Waist Trainers

This research paper is a study of the waist trainer as a point of intersection along two intertwining histories: white women’s corsetry and black women’s hyper-sexualization. Investigating the return of the corset into contemporary mainstream, the writer looks at the pressure on women to alter their bodies in order to appear at once respectable and desirable. The waist trainer allows white women to appropriate ‘desirable black features,’ like a large butt, yet distance themselves from a constructed image of black women’s deviance. The paper cites bell hooks, Patricia Hill Collins, Valerie Steele, and Jill Fields.

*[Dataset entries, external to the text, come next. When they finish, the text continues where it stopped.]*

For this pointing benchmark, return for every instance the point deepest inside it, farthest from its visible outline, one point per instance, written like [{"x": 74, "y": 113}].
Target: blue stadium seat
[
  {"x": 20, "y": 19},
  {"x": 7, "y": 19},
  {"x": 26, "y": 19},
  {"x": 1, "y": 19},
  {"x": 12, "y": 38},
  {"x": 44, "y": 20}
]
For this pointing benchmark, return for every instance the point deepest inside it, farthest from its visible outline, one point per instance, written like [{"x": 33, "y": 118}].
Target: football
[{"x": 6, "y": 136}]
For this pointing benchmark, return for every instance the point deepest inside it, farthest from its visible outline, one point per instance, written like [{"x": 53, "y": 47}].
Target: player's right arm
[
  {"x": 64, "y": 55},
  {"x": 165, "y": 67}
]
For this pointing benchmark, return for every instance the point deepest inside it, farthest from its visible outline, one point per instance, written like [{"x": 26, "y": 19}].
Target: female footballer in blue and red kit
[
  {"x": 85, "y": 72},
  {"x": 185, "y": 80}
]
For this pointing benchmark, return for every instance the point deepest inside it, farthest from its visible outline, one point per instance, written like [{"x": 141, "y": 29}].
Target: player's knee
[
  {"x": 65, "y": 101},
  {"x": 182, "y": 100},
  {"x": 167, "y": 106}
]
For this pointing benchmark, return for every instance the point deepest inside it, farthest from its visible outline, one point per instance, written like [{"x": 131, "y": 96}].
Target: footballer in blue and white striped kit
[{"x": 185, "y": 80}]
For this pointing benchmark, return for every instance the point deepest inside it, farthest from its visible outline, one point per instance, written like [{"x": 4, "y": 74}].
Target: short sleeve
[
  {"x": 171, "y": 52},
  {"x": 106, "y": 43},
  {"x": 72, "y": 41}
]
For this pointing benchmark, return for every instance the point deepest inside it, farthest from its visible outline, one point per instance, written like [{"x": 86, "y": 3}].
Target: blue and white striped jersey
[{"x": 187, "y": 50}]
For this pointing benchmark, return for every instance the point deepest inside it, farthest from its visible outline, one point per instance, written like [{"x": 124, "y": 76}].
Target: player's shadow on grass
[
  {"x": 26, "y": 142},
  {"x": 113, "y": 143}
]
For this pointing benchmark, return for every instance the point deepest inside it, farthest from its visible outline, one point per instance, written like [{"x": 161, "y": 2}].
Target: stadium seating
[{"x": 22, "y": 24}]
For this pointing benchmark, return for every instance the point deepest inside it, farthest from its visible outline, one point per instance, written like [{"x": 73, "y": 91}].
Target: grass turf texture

From Corsets to Waist Trainers: Shaping the Ideal Woman

Referred to as the modern-day corset, the waist trainer is a restrictive body-shaping garment that cinches the waist and redistributes body fat to the breasts and the hips, creating an hourglass figure. Although corsets and waist trainers overlap in purpose and physical structure, we tend to perceive corsets as obsolete items prescribed to women by outmoded, patriarchal fashion standards.[1] On the other hand, waist trainers appear to align more closely with common contemporary body modification trends like plastic surgery. The existence of corsetry products in this day reflects a beauty ideal that demands that women look like Kim Kardashian or other light-skinned ‘Instagram baddies.’ Instagram baddies are usually women who have a large following on Instagram due to their possession of ‘ideal’ contemporary beauty, often accompanied by a big butt, a “slim-thick” figure, and a “bad ass, new style hip hop aesthetic.”[2] For most, this look requires extreme change. How does historical context cause us to view the corset and the waist trainer differently? In what ways has society evolved to prompt the reincarnation of the corset and the hourglass figure? The increasing popularity of waist trainers in 2018 is founded on an intersection of racialized and gendered histories. It is equal parts rooted in the socially complex signification of the corset in relationship to the female body, and in the trends of appropriating black women’s bodies throughout time. The waist trainer provides a model for how this commodification still exists today. The waist trainer shapes the body in a way that draws attention to three distinct body parts; this essay will do the same. It begins with the breasts, demonstrating the tension between sexual restraint and liberation that the corset represented for white women in the past. Then, the butt will focus on the stereotype of deviant sexuality in black women and the way this is used to justify their exploitation. Finally, these topics will be brought together at the waist, where the essay will interrogate the waist trainer as a meeting point between these two intertwined strains of history.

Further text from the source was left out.